In studies of arbuscular mycorrhizal fungi of the phylum Glomeromycota, intact and crushed spores mounted in PVLG and a mixture of PVLG and Melzer’s reagent (1:1 v/v) were used to make their both impermanent and permanent vouchers. Most spores of the genera Glomus and Gigaspora were crushed by applying light to moderate pressure on the cover slip with the end of a needle. Spores of the genera Acaulospora, Archaeospora, Entrophospora, Pacispora, and Scutellospora were frequently also first placed in a drop of lactic acid and then slightly crushed with the end of a needle. Such crushed spores were stored for 12-24 h and then used to prepare the slides, as described below. The earlier crushing loosens adherent layers, especially those of germination walls and, thereby, makes them to be better visible.

To make both impermanent and permanent slides with spores of arbuscular mycorrhizal fungi, the following procedure was used:

1. Two small drops of PVLG and PVLG+Melzer’s reagent were placed on the surface of a clean microscope slide, allowing space on one end for a label.

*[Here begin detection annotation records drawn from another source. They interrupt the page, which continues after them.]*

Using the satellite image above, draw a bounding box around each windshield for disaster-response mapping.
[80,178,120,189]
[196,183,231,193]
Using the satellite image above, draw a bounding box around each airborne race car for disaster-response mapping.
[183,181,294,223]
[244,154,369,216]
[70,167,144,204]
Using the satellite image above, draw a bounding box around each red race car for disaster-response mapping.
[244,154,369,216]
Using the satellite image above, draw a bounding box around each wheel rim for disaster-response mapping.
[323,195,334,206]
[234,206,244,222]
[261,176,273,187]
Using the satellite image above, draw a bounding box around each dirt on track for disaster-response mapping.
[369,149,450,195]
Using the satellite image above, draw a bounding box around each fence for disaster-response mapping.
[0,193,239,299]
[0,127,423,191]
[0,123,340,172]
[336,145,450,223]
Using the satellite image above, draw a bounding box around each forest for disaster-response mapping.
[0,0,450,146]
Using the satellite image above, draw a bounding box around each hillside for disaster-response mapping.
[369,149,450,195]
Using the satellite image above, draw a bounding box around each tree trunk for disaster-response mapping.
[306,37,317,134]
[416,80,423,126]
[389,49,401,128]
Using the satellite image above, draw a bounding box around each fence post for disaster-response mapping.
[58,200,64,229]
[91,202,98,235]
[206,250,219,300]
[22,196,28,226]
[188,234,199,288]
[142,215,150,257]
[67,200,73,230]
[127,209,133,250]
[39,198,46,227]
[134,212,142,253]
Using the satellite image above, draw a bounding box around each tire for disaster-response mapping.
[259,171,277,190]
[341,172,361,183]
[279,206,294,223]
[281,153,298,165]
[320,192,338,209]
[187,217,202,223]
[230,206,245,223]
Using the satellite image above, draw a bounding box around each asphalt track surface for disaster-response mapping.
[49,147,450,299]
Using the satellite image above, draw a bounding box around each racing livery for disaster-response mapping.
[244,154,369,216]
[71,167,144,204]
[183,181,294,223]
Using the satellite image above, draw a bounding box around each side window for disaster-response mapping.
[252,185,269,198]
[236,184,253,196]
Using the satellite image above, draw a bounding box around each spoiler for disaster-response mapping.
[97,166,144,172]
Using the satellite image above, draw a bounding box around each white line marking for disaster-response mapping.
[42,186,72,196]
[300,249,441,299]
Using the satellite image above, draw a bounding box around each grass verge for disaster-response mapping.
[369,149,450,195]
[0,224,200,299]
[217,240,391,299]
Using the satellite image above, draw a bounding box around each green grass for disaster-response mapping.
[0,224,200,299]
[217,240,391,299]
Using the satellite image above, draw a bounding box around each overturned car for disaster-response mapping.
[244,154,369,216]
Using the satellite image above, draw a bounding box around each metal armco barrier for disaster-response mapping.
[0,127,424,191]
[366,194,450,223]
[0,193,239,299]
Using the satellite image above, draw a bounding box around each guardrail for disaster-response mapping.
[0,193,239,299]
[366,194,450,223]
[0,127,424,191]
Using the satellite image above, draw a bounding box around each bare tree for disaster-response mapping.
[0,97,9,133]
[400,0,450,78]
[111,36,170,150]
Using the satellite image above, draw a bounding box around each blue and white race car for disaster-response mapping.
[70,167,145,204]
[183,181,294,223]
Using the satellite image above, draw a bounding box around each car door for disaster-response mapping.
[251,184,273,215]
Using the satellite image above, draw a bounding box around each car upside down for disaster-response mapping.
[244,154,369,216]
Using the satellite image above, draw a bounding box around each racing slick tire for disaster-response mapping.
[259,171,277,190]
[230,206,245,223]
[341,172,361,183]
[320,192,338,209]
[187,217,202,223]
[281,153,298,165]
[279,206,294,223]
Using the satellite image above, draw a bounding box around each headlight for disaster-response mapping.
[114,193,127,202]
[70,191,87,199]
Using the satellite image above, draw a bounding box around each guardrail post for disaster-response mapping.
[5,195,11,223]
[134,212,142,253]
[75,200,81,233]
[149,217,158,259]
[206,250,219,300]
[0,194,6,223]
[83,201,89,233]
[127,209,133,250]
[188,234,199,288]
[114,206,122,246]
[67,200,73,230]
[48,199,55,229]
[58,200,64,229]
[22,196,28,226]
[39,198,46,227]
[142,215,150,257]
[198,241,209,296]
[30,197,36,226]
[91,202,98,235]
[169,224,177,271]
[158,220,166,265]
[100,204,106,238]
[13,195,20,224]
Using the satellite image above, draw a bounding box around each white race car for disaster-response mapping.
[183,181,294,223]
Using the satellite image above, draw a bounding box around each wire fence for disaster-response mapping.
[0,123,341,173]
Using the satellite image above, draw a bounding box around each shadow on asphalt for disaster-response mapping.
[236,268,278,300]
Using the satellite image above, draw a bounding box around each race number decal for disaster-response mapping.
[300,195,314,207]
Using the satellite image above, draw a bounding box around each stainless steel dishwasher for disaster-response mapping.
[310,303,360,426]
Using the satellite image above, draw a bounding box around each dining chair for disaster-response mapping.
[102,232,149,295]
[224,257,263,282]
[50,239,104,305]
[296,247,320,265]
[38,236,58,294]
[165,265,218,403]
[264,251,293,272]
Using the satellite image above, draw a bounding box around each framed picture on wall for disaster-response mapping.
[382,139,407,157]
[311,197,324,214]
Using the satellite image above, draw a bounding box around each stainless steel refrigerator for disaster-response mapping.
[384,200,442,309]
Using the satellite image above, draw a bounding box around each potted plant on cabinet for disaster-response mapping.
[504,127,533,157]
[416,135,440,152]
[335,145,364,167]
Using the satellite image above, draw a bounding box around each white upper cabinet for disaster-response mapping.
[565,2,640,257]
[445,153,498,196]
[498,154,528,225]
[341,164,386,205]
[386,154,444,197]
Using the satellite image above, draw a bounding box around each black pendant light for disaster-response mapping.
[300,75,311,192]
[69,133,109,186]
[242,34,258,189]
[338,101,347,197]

2. About 10-20 spores were added to each drop, depending on the spore size. The mountant was allowed to set for 3-5 minutes to become more viscous before adding a cover slip.

3. Clean cover slips were placed on drops of PVLG and PVLG+Melzer’s reagent at a ca. 45o angle.

4. Spores were crushed by applying light to moderate pressure on the cover slip with the end of a needle. This was done under either a dissecting microscope or a light microscope. Crushing of spores under a light microscope enables to precisely exhibit all significant diagnostic structures and place them in a position needed to clearly show a given structure in a picture.

5. The slides were labeled.

6. Slides were placed in an incubator at 65oC for 12-24 h to clean the spores and the mounting medium from oil droplets and air bubbles. Additionally, the heating decreases the space between the lower surface of the cover slip and the upper surface of the microscope slide and, thereby, makes easier to take pictures of the subcellular structures of the spores mounted. .

Koske R. E., Tessier B., 1983. A convenient, permanent slide mounting medium. Mycol. Soc. Am. Newsl. 34, 59.